毛泽东的《沁园春·长沙》表达出强烈的革命乐观主义精神,观者读之精神抖擞。1965年,傅抱石在创作时选取了最富有象征意义的画面元素:橘子洲头、意气风发的少年、百舸争流的江面。傅抱石在运用绘画这门空间媒介艺术时,对原素材取舍得当,最终形成意境深远的画面。
在傅抱石的众多诗意画创作中,最为经典的就数1959年他和关山月一同创作的《江山如此多娇》(图2)。该幅创作被要求体现出毛泽东诗歌中“江山如此多娇”的含义。创作初期,傅抱石和关山月计划从“北国风光,千里冰封,万里雪飘”的意境着手,但几易其稿,都不曾满意。最后在各方领导的建议下,傅抱石和关山月成功创作了《江山如此多娇》。
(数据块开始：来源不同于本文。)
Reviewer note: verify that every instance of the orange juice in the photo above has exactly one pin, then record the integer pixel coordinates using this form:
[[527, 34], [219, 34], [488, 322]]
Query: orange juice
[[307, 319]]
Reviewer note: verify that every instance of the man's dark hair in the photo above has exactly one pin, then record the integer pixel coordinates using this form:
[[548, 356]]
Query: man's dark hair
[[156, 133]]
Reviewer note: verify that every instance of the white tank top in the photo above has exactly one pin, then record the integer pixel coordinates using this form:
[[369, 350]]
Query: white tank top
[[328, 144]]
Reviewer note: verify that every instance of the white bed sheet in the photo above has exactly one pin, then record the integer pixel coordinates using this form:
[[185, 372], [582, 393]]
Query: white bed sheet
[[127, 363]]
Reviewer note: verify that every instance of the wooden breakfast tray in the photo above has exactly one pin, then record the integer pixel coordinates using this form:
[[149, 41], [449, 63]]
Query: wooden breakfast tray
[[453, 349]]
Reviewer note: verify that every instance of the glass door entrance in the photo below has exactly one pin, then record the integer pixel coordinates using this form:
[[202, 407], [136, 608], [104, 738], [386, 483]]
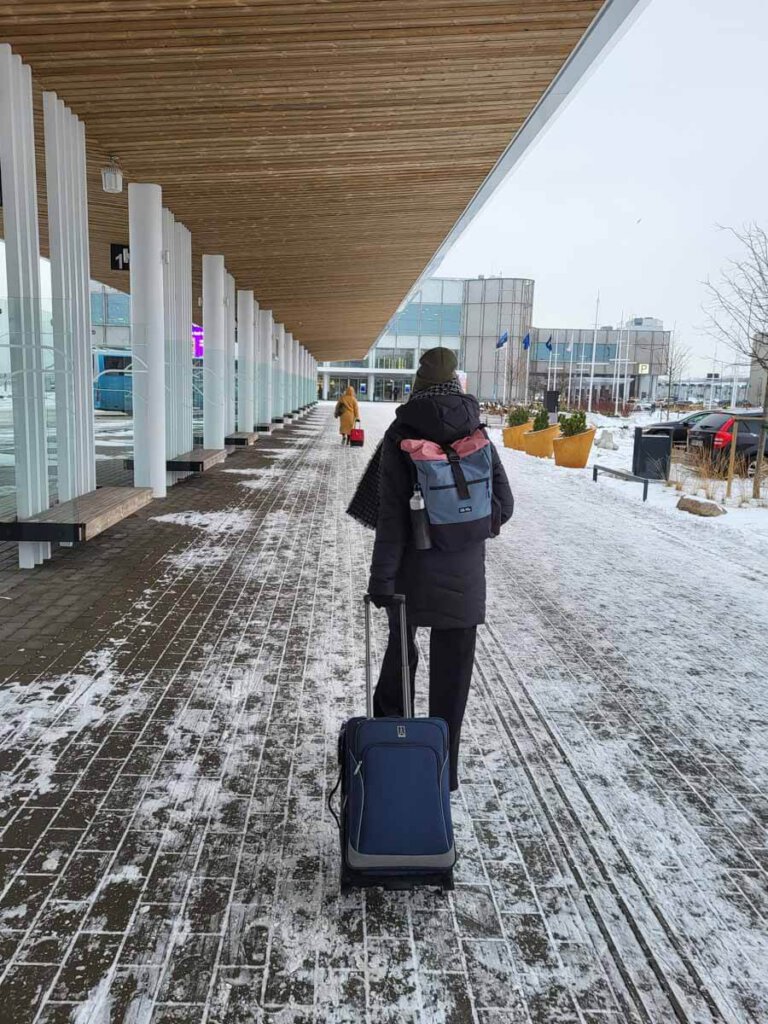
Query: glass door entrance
[[338, 385], [391, 388]]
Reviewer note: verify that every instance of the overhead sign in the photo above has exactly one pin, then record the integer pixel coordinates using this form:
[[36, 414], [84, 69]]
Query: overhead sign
[[120, 256], [198, 342]]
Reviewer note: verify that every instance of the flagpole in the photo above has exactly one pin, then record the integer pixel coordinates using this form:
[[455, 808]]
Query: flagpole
[[616, 368], [506, 370], [594, 351], [554, 371]]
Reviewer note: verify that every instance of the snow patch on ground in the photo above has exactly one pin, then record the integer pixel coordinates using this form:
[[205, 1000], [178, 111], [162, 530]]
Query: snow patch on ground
[[197, 558], [128, 872], [96, 1009], [749, 522], [226, 521]]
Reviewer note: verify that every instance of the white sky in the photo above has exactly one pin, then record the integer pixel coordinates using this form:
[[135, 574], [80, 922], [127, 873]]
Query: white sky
[[667, 139]]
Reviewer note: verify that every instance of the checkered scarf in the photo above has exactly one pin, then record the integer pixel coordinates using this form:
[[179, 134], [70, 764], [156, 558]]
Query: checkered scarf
[[450, 387]]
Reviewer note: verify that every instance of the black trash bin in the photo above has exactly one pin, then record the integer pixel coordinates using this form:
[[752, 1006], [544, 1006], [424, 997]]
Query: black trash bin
[[652, 455]]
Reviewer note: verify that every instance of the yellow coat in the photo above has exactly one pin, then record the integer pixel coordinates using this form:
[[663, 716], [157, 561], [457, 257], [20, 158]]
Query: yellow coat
[[350, 411]]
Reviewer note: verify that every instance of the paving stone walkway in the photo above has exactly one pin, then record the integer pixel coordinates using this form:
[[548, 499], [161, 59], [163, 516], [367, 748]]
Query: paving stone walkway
[[170, 697]]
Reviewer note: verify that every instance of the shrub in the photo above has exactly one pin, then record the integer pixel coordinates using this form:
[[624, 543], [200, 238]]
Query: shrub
[[541, 421], [572, 423], [517, 416]]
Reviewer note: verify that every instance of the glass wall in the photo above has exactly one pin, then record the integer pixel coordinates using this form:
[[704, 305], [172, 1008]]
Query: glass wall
[[493, 307]]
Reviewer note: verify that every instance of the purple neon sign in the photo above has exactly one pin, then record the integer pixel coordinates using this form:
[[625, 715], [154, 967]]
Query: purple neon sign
[[198, 344]]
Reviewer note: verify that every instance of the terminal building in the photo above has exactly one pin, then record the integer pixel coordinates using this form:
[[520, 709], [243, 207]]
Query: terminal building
[[469, 316], [619, 363], [486, 321]]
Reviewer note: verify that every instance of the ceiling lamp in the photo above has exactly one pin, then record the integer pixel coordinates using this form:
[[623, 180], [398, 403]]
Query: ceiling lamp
[[112, 177]]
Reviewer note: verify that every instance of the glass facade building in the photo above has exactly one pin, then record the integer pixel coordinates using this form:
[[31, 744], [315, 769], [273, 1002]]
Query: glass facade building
[[468, 316], [628, 361]]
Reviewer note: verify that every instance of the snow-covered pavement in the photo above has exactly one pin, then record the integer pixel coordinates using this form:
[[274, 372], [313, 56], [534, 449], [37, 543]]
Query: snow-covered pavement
[[169, 740]]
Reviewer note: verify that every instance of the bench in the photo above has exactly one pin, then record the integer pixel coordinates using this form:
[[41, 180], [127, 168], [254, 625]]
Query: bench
[[197, 461], [622, 475], [242, 437], [81, 519]]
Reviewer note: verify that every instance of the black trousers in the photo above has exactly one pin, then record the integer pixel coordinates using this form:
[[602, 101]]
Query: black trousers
[[452, 654]]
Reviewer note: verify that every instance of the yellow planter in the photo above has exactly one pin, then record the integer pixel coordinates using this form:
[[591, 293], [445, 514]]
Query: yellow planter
[[573, 452], [539, 442], [513, 435]]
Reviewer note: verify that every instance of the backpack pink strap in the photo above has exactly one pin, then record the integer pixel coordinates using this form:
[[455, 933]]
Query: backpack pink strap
[[466, 445], [423, 451]]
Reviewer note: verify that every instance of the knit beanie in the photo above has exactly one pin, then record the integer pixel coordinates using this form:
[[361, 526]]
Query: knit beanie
[[436, 366]]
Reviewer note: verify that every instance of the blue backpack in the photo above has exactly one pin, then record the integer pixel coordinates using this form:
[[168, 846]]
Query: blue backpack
[[457, 483]]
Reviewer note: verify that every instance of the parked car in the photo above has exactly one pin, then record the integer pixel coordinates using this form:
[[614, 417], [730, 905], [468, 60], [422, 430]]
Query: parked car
[[679, 428], [715, 434]]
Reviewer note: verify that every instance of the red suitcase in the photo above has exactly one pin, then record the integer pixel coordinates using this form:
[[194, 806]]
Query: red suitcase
[[356, 435]]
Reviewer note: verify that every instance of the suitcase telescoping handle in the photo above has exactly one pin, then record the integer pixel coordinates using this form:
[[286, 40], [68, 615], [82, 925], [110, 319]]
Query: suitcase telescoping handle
[[399, 600]]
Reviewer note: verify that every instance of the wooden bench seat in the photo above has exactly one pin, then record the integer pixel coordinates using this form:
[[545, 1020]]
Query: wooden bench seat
[[621, 474], [197, 461], [241, 438], [80, 519]]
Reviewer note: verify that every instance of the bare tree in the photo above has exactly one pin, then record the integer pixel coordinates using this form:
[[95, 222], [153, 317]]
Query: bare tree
[[678, 357], [737, 312]]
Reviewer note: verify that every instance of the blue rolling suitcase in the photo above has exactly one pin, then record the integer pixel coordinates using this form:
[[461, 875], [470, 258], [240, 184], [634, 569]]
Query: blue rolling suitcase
[[395, 803]]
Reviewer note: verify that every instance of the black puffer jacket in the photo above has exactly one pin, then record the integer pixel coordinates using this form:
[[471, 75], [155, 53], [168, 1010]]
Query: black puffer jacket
[[443, 589]]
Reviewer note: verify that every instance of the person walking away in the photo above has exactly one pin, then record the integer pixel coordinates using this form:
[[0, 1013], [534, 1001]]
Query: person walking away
[[444, 589], [349, 413]]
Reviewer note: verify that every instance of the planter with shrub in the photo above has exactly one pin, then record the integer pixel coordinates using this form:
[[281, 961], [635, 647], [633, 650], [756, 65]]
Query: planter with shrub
[[538, 441], [518, 421], [572, 448]]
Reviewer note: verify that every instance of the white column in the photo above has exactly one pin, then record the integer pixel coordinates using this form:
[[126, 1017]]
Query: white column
[[147, 335], [246, 361], [171, 427], [23, 269], [230, 303], [302, 379], [214, 357], [68, 240], [183, 306], [279, 374], [299, 379], [264, 372], [177, 326], [288, 377]]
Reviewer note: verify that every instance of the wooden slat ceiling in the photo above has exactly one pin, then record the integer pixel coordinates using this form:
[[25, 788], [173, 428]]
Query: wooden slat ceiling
[[326, 148]]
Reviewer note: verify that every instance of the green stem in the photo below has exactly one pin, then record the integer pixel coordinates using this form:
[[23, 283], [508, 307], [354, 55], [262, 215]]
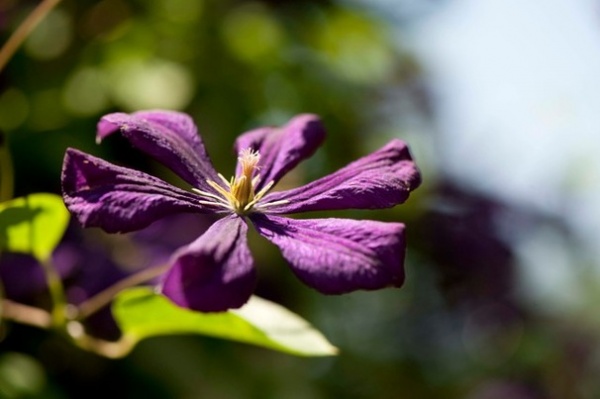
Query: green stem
[[57, 294], [6, 171], [103, 298], [24, 29]]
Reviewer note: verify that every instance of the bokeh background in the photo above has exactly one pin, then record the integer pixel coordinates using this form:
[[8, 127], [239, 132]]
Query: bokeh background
[[499, 102]]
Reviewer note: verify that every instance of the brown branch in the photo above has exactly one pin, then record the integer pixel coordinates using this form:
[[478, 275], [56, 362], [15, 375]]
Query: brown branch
[[25, 314], [103, 298]]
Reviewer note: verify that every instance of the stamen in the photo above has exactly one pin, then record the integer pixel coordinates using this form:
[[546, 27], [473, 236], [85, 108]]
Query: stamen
[[239, 194], [270, 204]]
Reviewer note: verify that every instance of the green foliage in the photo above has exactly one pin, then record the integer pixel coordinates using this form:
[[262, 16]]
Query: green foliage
[[33, 224], [143, 314]]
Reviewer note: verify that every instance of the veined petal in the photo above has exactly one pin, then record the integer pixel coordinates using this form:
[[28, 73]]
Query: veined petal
[[118, 199], [336, 256], [379, 180], [169, 137], [281, 149], [215, 272]]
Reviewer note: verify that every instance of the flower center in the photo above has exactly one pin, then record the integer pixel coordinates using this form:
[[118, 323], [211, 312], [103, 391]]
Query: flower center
[[239, 194]]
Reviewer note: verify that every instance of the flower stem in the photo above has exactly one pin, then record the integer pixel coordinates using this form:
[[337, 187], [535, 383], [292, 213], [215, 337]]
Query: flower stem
[[57, 294], [25, 314], [6, 171], [24, 29], [103, 298]]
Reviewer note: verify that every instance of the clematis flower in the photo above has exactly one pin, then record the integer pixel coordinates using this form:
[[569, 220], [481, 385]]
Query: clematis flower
[[216, 272]]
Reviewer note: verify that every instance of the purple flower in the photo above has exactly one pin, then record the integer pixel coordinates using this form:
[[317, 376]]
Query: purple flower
[[216, 271]]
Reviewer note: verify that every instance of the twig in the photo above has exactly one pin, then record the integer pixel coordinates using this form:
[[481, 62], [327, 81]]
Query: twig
[[25, 314], [24, 29], [103, 298]]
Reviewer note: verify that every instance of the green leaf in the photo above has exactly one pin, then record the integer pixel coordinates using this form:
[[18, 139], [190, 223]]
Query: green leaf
[[141, 314], [33, 224]]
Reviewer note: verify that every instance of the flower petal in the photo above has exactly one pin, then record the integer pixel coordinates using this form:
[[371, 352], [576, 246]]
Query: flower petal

据他们自述:“后来经过许多位领导同志提意见,并指出:毛主席这首词虽然题的是咏雪,但它的主题思想并非仅仅限于雪的描写,而是通过咏雪来描写祖国江山的雄壮美丽,……把东西南北、春夏秋冬的不同的地域和季节,概括在一个画面里,太阳和雪山在一幅画上出现,是完全可以的。”在最后的成稿里,构图极其新颖,具有鲜明的时代特征。在近景中,画家表现了连绵不绝的群峰,以青松点缀,表现了新中国的蓬勃生机和安宁祥瑞。中景是苍茫的原野,画面再往后延伸,是连成一片的皑皑雪山和瀑布。画面的右上角一轮红日冉冉升起,将苍茫的大地映照得熠熠生辉。这幅画充分体现了“红装素裹,分外妖娆”的词意,反映了新中国蓬勃向上、生生不息,表达了中国人民对新中国的热切期盼。整幅画作既端庄秀美,又气势恢宏。在取景上,一年四季的大好风光跃然纸上,展示了新中国有容乃大的情怀。在创作中,关山月负责近景的草木描绘,着重处理画面的细节部分;傅抱石则负责描绘远景中的雪山、长城、瀑布等大场景。二者配合默契,画面完美呈现了傅抱石磅礴大气和关山月细腻温婉的创作风格。巨幅创作《江山如此多娇》的成功,标志着中国山水画已经走出了不食人间烟火、孤芳自赏的传统定义,步入了展现新生活的舞台。这幅画也成为表现毛泽东革命现实主义和浪漫主义相结合的最有名的巨幅创作,彰显了毛泽东诗词在中国艺术领域中的重要位置。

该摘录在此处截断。